10% of Firefox crashes are caused by bitflips

How Firefox Is Attributing Crashes to Bitflips

  • Firefox added a post-crash memory tester that runs on user machines; code is public (Rust runner + separate memtest crate).
  • Described techniques include:
    • Writing known bit patterns to RAM and reading back to detect flips.
    • Using “magic” sentinel values in data structures and checking whether they differ by only one or a few bits.
  • Reported measurement: ~5% of crashes flagged as “potentially” due to bad/flaky memory; author then extrapolates up to ~10–15% with a “conservative heuristic,” which is not fully explained.
  • Several commenters note that “potential” and the missing details make the true rate unclear.

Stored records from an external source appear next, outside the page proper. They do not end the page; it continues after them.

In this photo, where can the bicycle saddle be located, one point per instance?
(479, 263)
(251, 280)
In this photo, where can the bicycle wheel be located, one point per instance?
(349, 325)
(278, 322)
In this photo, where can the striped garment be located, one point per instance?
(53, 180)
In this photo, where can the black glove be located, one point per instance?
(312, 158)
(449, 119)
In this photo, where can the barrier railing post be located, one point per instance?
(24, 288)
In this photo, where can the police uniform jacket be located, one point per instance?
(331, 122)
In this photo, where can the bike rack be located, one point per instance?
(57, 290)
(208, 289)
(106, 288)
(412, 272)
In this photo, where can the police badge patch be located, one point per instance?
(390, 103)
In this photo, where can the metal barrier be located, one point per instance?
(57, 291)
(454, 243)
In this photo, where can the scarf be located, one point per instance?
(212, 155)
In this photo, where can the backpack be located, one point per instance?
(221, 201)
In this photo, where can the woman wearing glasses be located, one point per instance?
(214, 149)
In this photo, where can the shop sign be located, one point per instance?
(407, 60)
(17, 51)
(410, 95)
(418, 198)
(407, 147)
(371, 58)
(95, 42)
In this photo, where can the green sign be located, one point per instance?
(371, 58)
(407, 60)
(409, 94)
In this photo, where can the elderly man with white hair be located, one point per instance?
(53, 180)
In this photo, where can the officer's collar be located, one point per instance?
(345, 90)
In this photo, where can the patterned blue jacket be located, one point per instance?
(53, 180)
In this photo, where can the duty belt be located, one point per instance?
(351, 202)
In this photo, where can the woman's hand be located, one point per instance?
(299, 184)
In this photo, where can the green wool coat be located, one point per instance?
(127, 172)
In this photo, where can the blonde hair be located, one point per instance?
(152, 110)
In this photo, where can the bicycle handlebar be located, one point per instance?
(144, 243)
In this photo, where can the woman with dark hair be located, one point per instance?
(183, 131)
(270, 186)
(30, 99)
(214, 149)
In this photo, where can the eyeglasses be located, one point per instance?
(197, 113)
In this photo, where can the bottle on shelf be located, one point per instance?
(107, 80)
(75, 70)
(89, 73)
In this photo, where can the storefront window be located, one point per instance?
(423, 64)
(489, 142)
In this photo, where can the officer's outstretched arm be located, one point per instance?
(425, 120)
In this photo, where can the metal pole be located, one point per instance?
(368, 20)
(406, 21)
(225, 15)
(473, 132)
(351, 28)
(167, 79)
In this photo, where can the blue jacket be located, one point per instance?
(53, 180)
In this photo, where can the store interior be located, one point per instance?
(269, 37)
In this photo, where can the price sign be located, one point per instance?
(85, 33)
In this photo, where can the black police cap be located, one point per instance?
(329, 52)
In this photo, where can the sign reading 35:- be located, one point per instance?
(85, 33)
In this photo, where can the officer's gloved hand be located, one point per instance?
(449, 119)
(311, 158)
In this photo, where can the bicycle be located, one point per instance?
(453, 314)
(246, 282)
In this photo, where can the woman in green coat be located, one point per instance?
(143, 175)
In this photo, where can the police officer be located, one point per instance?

Skepticism About the 10–15% Claim

  • Some find 10% of crashes from hardware defects “huge” and hard to believe, suspecting biased telemetry (e.g., small number of very bad machines).
  • Others criticize the extrapolation from 5% to 10% as unsupported handwaving.
  • Concerns that rare races, allocator or kernel bugs, or Firefox-specific issues could be misclassified as hardware faults.
  • Counter‑argument: large-scale crash triage in other systems (OSes, games, Go toolchain) also reveals a nontrivial tail of crashes best explained by memory or CPU faults.

User Reports and Comparative Behavior

  • Mixed experiences: some users see Firefox crash frequently (often on exit or under high tab count), others report near-zero crashes over years.
  • Multiple anecdotes of Firefox being the first app to fail on machines later diagnosed with bad RAM or misconfigured/overclocked memory.
  • Others claim Chromium-based browsers crash less on the same hardware, suggesting Firefox might simply be buggier or more memory-hungry.
  • It’s noted that crashes are concentrated on faulty machines, so “10% of crashes” does not mean 10% of users are impacted.

Hardware, ECC, and Bitflip Context

  • Commenters emphasize that bitflips can arise from marginal RAM, heat, aging, PSU issues, or misconfiguration, not only cosmic rays.
  • ECC RAM and CPU cache ECC significantly reduce or surface errors but don’t eliminate them; many consumer systems lack full ECC support.
  • DDR5’s on-die “ECC” is distinguished from system-wide ECC; seen as improving yield/error rates but not equivalent to traditional ECC DIMMs.

Mitigations and Open Questions

  • Suggestions:
    • Run analysis locally and inform users when memory appears flaky.
    • Map out bad RAM regions in the OS.
    • Add redundancy/checksums for critical in-memory data.
  • Some argue engineering around bad hardware isn’t worthwhile except in safety‑critical systems; others say robustness to hardware faults is increasingly important.
  • Several commenters express interest in comparable data from Chrome and in a proper, detailed write‑up of Firefox’s methodology.